The generally peaceful, accommodating nature of the Semai can be attributed, at least in part, to their responses to their history and their current social conditions. They have found it more effective, in the long run, to flee into the forests than to fight the far superior forces arrayed against them. Flight meant safety and survival; fighting meant death and enslavement.
Those conditions have had a significant impact on the Orang Asli. The Semai tell stories to their children about strangers coming to get them in the night—bogeys who will cut off the heads of children who misbehave. Used as a means of teaching obedience to the norms of their society, these stories are based on recent history and they still have an impact on youngsters in the more remote communities. Obviously in Ulu Geroh, kids have learned that to be scared of strangers may only deprive them of interesting diversions. They frequently smile and mug for the visitors’ cameras.

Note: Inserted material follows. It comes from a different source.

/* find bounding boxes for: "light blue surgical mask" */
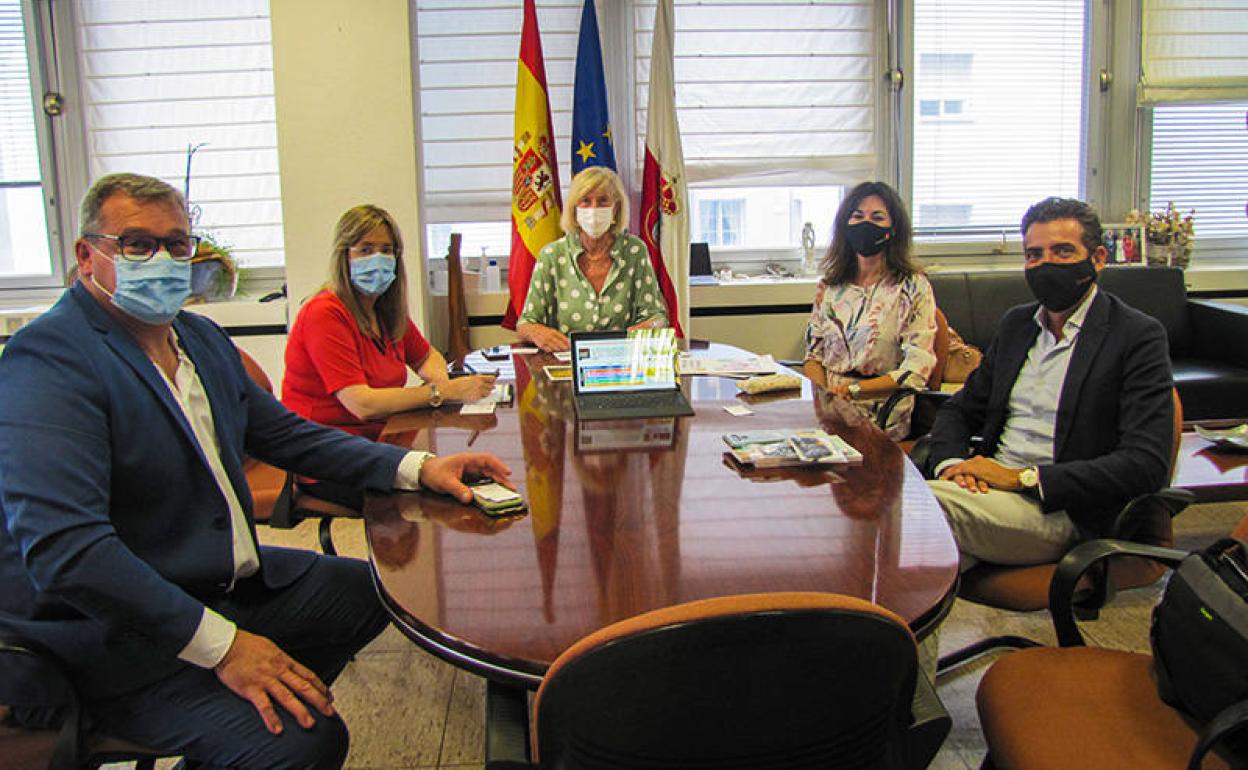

The new video provides a lot of insights into Ulu Geroh, the Semai village which has been in the news repeatedly over the past eight years, ever since it opened a tourism business. None of those news stories have offered as much as this new video, uploaded to YouTube on Wednesday last week.
In fact, the tourism promoted by the villagers is barely mentioned. Most of the previous news stories about Ulu Geroh have focused on the villagers taking tourists to see Raffelesia blossoms, the largest flowers in the world, or the rare Rajah Brooke Birdwing butterflies, a CITES protected species that is the national butterfly of Malaysia. Both the flowers and the butterflies may be seen in the forests near the village. The word “SEMAI” on the headman’s blue shirt is an acronym for the name of the local cooperative that runs the tourism business.
Throughout the new video, male and female narrators speak in English. The video provides English subtitles for the comments by the narrators, and it translates the conversations with villagers. The overall subtext of the production is to examine the ways the Semai are adapting to modernity, yet are keeping their traditional ways of life.
Describing a few scenes will give a sense of the whole. The headman is standing outside a building, with three or four quiet, well-dressed kids watching respectfully in the background. He says that in former times, the Semai lived scattered in the forests. While a rooster crows in the background, he adds that they all had to be gathered together and settled in one community because of the communist insurgency in Malaysia during the 1950s. Several questions and answers elucidate this history, and the rooster crows again.
The production mentions the advent of the tourism business in 2004, but it insists that the people continue to subsist primarily on domestic animals and raising local produce. Over scenes of hens and their chicks foraging through the grass, we are told that the villagers sell chickens to middlemen, who sell the meat in the town of Gopeng, which is located in the valley half an hour away.
After some discussion about factors that have an impact on the development of the village, the narrator asks if the Semai want their children to be educated. The literacy rate is below the rest of Malaysia. The video maker interviews some women who are sitting on a floor using a cutting board to chop vegetables, which are held in brim-full containers beside them. Do they want to have their children educated? Of course they do. “We want them to live a modern lifestyle,” one woman adds.
The video makes the point that, because there is a low crime rate in the village, children are free to wander about wherever they want. When nothing else is happening, it shows kids playing around the buildings, near or even in a small river, and just standing about, quietly watching the visitors doing the filming. They wander in and out of most of the scenes.
This new video, published by Kean Yap, a Malaysian, and titled “Semai Community,” provides very little additional information about itself. The opening gives only the title, and the closing credits list some names but no further information about the people who have given us these interesting views of contemporary conditions in a Semai village.
It seems as if Ulu Geroh is firmly committed to keeping its way of life next to the forest. While the Semai of that village are no longer dependent on a nomadic, foraging lifestyle, they clearly still want to wander in the woods. They love to hunt and gather as much as they can, and they enjoy living in the outdoors. The video portrays them not so much to be struggling with modernity, as to be intent on preserving the best aspects of their peaceful lifestyle.